The war’s Spanish prologue and its subsequent isolation are the main reason my parents’ generation is generally in worse health than their parents: children of the war, malnutrition was pervasive. The levels of stress I imagine can’t have been good, and it wasn’t only those who’d been “in the front” who were traumatized by war. Families were broken; there’s graves whose occupants still haven’t been identified and people who are still wondering what happened to some of their relatives, both in the Spanish war and in WWII (many people had fled Spain for France or Belgium).

It also led to that generation growing in a much more restrictive environment than those born in the previous 40-50 years; not just because of the dictatorship, but because of, again, restrictions on what goods were available.

And it produced an influx of “exotic” lastnames, refugees from the war. Most of them were on their way to somewhere else, but quite a few stayed.

My father grew up in Belgium durin WWII during his formative years. Due to malnutrition it changed his DNA . His teeth were mess. So we’re mine and my sister’s.

My grandparents remained locked into that wartime ‘scrimp-and-save, make-do-and-mend’ mindset, as did my parents generation to an extent, and me (somewhat less).

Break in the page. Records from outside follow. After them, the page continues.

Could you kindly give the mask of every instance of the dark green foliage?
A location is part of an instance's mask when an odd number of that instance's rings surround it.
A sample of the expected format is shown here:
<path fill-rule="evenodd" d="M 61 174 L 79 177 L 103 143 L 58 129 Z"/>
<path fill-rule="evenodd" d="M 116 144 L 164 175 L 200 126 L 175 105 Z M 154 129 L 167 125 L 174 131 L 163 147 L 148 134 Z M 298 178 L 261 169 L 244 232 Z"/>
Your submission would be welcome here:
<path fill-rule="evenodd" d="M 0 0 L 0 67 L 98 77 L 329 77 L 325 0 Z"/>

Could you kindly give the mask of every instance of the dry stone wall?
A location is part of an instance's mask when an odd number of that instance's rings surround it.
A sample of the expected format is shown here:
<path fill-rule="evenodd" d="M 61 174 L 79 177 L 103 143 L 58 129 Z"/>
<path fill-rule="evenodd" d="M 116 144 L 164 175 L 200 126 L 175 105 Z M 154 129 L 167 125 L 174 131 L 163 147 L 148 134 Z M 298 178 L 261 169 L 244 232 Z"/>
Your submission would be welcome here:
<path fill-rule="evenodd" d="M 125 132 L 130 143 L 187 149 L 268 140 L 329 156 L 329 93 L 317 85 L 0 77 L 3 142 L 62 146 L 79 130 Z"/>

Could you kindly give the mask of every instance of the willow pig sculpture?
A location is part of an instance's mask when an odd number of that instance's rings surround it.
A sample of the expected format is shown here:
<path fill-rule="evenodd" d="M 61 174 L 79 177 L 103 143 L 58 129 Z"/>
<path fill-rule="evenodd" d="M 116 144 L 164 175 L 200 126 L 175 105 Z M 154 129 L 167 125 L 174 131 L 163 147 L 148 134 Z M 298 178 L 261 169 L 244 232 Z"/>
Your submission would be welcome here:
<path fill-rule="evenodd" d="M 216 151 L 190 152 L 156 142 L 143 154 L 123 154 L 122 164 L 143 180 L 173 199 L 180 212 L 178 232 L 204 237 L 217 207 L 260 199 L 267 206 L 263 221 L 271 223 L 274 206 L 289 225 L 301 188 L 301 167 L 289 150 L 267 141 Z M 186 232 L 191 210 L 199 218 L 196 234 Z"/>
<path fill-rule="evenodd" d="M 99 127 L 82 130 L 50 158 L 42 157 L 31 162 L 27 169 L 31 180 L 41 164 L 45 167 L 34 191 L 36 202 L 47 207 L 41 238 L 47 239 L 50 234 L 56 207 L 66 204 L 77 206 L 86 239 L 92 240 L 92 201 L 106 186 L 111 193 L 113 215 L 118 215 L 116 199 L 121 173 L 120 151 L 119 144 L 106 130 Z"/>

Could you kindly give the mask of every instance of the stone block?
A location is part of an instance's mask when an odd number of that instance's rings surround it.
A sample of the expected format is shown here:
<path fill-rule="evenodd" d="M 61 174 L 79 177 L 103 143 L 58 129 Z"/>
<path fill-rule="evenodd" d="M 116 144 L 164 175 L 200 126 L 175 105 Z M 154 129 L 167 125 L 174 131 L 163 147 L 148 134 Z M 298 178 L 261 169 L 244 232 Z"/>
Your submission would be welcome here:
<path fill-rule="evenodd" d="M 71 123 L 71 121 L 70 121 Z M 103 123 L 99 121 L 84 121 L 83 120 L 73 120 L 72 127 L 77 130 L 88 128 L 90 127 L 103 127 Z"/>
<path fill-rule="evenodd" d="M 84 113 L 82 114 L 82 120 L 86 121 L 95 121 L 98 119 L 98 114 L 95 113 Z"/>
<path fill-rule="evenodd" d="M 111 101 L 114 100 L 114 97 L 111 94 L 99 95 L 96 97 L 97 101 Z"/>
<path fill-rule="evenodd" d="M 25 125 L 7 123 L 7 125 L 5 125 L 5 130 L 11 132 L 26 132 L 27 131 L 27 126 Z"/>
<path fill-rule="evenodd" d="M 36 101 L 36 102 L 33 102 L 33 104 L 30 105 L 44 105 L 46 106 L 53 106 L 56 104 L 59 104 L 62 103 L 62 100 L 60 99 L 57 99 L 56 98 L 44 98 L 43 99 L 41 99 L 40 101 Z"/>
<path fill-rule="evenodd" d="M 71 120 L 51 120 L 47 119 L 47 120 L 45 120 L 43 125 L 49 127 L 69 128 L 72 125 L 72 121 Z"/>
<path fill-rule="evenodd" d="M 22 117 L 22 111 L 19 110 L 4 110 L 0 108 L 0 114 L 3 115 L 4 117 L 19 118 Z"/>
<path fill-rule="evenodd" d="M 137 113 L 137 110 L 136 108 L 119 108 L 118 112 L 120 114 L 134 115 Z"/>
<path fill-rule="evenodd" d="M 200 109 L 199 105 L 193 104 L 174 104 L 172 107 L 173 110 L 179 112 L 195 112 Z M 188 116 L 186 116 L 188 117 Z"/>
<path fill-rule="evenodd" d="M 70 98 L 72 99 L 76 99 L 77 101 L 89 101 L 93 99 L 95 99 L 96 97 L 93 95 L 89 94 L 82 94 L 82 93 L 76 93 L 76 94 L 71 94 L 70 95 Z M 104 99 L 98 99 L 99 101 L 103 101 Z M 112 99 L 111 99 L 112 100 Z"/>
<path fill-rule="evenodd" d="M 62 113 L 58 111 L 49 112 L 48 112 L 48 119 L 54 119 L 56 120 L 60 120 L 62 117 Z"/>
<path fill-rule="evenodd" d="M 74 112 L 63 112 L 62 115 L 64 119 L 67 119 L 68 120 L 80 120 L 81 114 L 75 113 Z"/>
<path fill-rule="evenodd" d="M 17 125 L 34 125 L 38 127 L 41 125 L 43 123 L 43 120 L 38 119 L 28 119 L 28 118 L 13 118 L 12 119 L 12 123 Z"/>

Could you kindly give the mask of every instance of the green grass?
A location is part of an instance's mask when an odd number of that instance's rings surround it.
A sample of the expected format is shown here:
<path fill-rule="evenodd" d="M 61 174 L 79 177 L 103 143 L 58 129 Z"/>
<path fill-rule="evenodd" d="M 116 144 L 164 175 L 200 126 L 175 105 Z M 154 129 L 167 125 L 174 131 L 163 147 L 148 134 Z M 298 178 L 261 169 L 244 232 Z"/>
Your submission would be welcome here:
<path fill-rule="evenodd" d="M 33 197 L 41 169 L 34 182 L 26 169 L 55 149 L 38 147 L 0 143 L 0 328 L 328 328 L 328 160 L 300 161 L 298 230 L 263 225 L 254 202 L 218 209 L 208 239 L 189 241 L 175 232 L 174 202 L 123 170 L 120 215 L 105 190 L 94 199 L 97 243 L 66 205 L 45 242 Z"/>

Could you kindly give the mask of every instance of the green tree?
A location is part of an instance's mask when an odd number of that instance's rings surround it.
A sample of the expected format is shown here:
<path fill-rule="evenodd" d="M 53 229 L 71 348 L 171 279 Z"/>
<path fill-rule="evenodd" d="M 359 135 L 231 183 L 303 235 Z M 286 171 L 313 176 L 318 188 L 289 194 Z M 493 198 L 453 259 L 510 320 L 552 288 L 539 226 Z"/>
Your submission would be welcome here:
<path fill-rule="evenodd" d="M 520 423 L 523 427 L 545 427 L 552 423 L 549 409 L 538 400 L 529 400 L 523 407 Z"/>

My grandfather and his family, (mostly) ethnic Italians, were kicked off their farm in what became Yugoslavia after WWII. My grandfather then worked as a cook on a big American base in Trieste.

The family subsequently moved to the U.S. My dad was able to go to university and I was raised in the U.S middle class.

I don’t know if any of that would have happened without WWII.

I also lost relatives, but no one I knew of course–I’ve been told one of my father’s uncles was taken away by partisans and never seen again.

I owe my existence to WWII. My Grandfather met Jim when they served in the army together, and that’s how he came to be at Jim’s wedding to Lil, and that’s how he met Lil’s sister, Rose - my Grandmother.

Malnutrition can’t change DNA, to the best of my knowledge, and depending on what “mess” means, that mess may or may not have a genetic component.

I have a crooked left top eyetooth; so does my mother; so did her father; so did his father (none the corresponding spouses does). My brother’s sunk palate, on the other hand (and corresponding pileup of teeth), doesn’t affect any other known relatives.

Although my father hardly ever talked about the war, we always watched war shows on television when they aired.

My siblings and I are the recipients of my father’s PTSD. Yeah…it affected my life even though I wasn’t born until after the war.

Because of his untreated/self-medicated PTSD, and both of us being a bit crazy, I didn’t have a good relationship with my father until a Vietnam-era VA doctor told him, “I know what you have. You guys thought you were too tough for it.”

I remember during WWII I knocked out Adolf Hitler over 200 times! :slight_smile:

Musing about our plight as children…I decided that they must have not had a treatment for “shell shock” back in that day. I don’t want to think that my father wanted to tough it out although he appeared to be tough and all the neighborhood kids were afraid of him like we were.